Na Semana Nacional de Combate ao Trabalho Escravo, que começa hoje (27), dois fatos se destacam: os dez anos da chacina de Unaí (MG) e a prolongada tramitação, no Congresso, da chamada PEC (proposta de emenda à Constituição) do Trabalho Escravo. O texto está há 19 anos no Parlamento, com cerrada resistência da bancada ruralista. Segundo o coordenador geral da Comissão Nacional para a Erradicação do Trabalho Escravo (Conatrae, órgão vinculado à Secretaria de Direitos Humanos), José Guerra, o governo aceita discutir a regulamentação, mas não admite mexer no conceito.
"Há uma falsa discussão sobre uma falsa fragilidade do conceito de trabalho escravo", afirma Guerra. "Isso (alterar o conceito) seria um recuo tremendo. É um conceito que demorou anos para ser constituído, que levou anos de política pública. São entendimentos bem pacificados. Não somos nós que dizemos, os tribunais dizem que é um conceito muito sólido, que traz segurança jurídica."

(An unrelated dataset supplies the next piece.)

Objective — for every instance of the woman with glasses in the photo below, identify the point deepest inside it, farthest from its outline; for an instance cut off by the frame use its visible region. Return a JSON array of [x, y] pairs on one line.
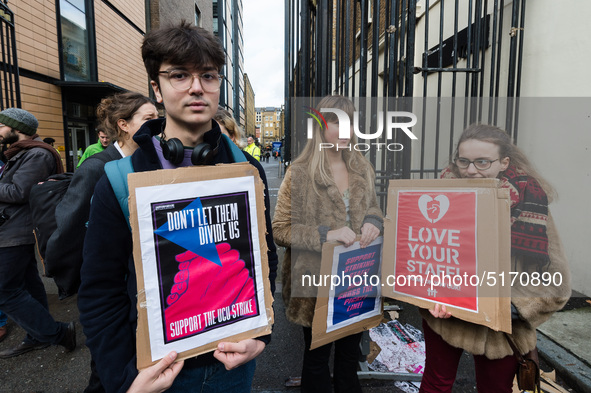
[[485, 151]]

Aprovada na Câmara em maio do ano passado, a PEC retornou em dezembro do plenário para a Comissão de Constituição e Justiça (CCJ) do Senado, por causa da apresentação de uma emenda. Depois da CCJ, voltará ao plenário para votação em primeiro turno. A etapa seguinte prevê três sessões de debate para que o texto possa ser votado em segundo turno.
Simultaneamente, discute-se a regulamentação, o que resulta em outra área de atritos. Em outubro, a Comissão Mista de Consolidação de Leis e Regulamentação de Dispositivos Constitucionais aprovou projeto (PLS 432, de 2013) de regulamentação da PEC do Trabalho Escravo. O relator, senador Romero Jucá (PMDB-RR), elaborou um novo conceito para o tema, argumentando que não se pode confundir desobediência à lei trabalhista com escravidão. Para ele, existe o risco de se generalizar ou deixar “ao bel-prazer” de um fiscal o enquadramento da infração como trabalho escravo.
Para observadores, a definição proposta por Jucá é mais restrita. O jornalista Leonardo Sakamoto, coordenador da Repórter Brasil e representante da ONG na Conatrae, por exemplo, afirmou em artigo que o senador "atendeu ao pedido da bancada ruralista" ao usar um conceito diferente do previsto no artigo 149 do Código Penal, que fala em condições degradantes de trabalho, jornada exaustiva, trabalho forçado, ameaças e servidão por dívida.
No final do ano passado, o escritório brasileiro da Organização Internacional do Trabalho (OIT) divulgou nota em defesa da PEC e lembrou que a entidade tem apoiado a política brasileira no combate à prática. Para a Comissão de Peritos na Aplicação de Convenções e Recomendações (Ceacr) da OIT, o artigo 149 é "consistente" com a Convenção 29 da organização. "O Brasil é um exemplo, para a comunidade internacional, de um país fortemente comprometido com o enfrentamento da escravidão contemporânea", afirma a OIT, lembrando que de 1995 (quando se iniciaram as ações sistemáticas de fiscalização) até outubro do ano passado mais de 46 mil pessoas foram libertadas de situações de trabalho forçado.